NAMA Chair’s February draft was not much different from his July text, if viewed in the context of reactions by the delegates. The delegates who criticized the July text also objected to the removal of long established numbers [though in brackets] for flexibilities available to the developing countries. Even the delegates from developed countries and ‘middle grounder’ also voiced their concern on this part of the modalities. It appeared as if negotiations have approached to a dead end.

In Late February NAMA Chair came up with ‘cafeteria options’ like flexibility within flexibilities, additional flexibilities, sliding scale, formula plus sectorals, formula plus average cut and UR like approach.

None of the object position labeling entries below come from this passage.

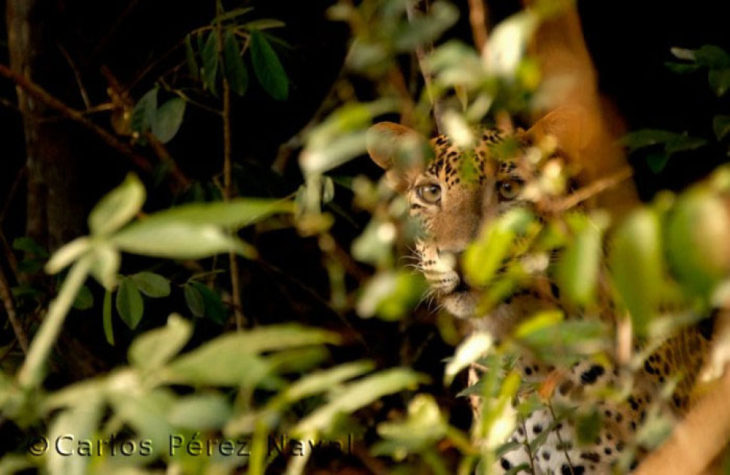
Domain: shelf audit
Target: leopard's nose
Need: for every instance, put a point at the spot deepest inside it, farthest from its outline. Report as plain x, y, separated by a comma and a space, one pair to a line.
452, 260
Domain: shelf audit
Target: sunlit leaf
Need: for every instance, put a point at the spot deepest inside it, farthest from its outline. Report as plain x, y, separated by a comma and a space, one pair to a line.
161, 237
636, 266
200, 412
118, 207
157, 347
358, 394
268, 68
129, 303
107, 318
151, 284
468, 352
84, 299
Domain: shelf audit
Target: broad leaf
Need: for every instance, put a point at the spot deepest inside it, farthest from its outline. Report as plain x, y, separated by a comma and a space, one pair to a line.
268, 68
129, 303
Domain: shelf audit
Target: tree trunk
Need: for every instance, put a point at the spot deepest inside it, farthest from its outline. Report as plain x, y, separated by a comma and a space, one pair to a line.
54, 207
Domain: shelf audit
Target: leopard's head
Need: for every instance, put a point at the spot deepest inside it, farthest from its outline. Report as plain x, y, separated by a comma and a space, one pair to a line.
454, 192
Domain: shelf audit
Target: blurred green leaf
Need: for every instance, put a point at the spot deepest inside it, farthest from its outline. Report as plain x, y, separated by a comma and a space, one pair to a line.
200, 412
486, 255
721, 126
168, 119
577, 271
118, 207
469, 351
151, 284
636, 266
161, 237
156, 347
698, 249
107, 318
84, 299
129, 303
143, 113
209, 54
268, 68
194, 300
358, 394
235, 68
235, 213
191, 60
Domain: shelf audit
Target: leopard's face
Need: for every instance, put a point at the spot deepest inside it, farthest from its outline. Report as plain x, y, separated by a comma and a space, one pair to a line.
454, 196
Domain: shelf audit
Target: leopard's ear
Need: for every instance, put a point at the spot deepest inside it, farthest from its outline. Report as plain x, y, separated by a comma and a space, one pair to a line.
399, 150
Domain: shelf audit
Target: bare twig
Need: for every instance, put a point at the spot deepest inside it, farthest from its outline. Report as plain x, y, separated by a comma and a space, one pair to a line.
7, 297
478, 20
595, 188
77, 116
77, 77
228, 175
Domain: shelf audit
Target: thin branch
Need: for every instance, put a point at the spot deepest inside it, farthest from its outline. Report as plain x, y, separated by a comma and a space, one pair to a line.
478, 20
7, 297
79, 117
595, 188
77, 77
228, 191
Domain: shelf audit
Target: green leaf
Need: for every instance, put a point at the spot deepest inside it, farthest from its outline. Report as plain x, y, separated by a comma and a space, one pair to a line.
636, 266
200, 412
577, 272
712, 56
84, 299
268, 68
234, 214
118, 206
143, 113
156, 347
151, 284
264, 24
359, 394
194, 300
192, 62
68, 254
107, 318
719, 80
721, 126
175, 240
30, 246
129, 303
168, 119
472, 349
236, 72
657, 161
209, 54
214, 308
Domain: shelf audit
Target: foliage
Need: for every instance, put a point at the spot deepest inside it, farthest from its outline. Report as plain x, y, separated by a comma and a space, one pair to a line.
280, 394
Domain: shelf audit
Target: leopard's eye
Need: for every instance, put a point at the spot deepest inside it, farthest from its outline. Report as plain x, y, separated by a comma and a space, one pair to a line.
430, 193
509, 189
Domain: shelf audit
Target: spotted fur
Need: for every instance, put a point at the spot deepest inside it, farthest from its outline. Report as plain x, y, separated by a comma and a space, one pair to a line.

The NAMA Chair explained that he has gathered these new ideas from Cafeteria and thus these new ideas are termed as ‘Cafeteria options’.

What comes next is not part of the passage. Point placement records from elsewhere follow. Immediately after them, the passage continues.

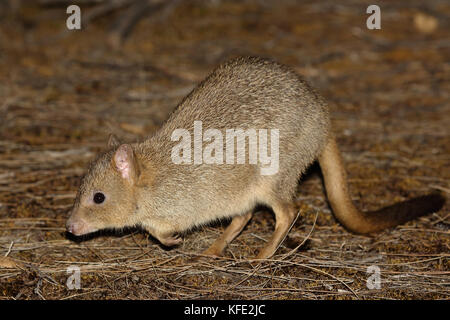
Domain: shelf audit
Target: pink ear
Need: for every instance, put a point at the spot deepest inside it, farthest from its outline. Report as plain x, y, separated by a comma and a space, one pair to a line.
123, 160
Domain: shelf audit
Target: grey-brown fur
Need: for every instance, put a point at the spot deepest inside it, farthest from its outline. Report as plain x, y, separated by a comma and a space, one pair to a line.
167, 198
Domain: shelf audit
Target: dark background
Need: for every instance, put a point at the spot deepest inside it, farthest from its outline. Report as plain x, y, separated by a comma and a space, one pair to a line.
62, 92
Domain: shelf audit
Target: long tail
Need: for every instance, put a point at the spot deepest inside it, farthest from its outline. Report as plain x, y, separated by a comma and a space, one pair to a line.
367, 222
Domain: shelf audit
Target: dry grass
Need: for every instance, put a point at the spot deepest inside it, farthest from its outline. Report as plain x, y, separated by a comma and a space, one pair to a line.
389, 93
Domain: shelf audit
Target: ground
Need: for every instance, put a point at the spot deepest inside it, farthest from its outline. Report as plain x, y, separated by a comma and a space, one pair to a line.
62, 92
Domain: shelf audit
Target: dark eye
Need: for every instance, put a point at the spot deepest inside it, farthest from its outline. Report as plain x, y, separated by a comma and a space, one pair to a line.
99, 197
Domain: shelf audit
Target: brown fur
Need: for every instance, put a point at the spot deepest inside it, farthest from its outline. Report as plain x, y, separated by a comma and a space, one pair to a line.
167, 198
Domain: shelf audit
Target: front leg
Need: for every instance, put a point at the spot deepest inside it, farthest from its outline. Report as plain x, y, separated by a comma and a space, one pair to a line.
169, 239
237, 224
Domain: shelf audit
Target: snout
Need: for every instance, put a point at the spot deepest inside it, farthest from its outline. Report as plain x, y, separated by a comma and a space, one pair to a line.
77, 226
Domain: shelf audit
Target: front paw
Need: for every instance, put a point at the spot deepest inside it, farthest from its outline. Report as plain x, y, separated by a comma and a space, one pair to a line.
171, 240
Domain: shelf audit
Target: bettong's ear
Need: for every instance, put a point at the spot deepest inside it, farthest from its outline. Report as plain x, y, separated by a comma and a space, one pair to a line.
113, 141
125, 163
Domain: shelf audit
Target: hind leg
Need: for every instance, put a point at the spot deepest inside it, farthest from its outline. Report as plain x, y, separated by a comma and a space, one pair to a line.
235, 227
285, 215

While the initial reactions to these option was not very positive and majority of delegations considered it a ‘step backward’ as it opened the structure agreed by Ministers. However, this new initiative pulled everybody out of its comfort zone. The delegates started talking to each other in every format, like bilateral, plurilateral and in various groups. This activity was further accelerated as the NAMA Chair started meeting bilaterally with almost every country applying the formula. Such an increased level of engagement was visible at the informal Room “E” meeting convened by the Chair (Friday the 14th March).

The delegates urged the Chair that while revising his text (expected by end of first week of April) he should get back to the well defined and constrained structure and put the numbers (relating to flexibilities) back in the brackets. They also indicated that they are willing to negotiate one or more of the Cafeteria options, which could provide greater flexibility to those Members who need it. While the first three ‘Cafeteria options’ were indicated to be most popular the option 2(ii) was certainly the winner. According to this option, there would be three sets of coefficient with corresponding flexibilities and developing country Members would have option to pick one of those.

There was intense engagement of almost all delegates but still there is lack of urgency required to complete the modalities in coming weeks. The level of ambition and completeness in Agriculture especially the ‘Sensitive Products’ is an important area. Only sufficient convergence there may bring NAMA modalities to a stage where Minister can decide in a horizontal process.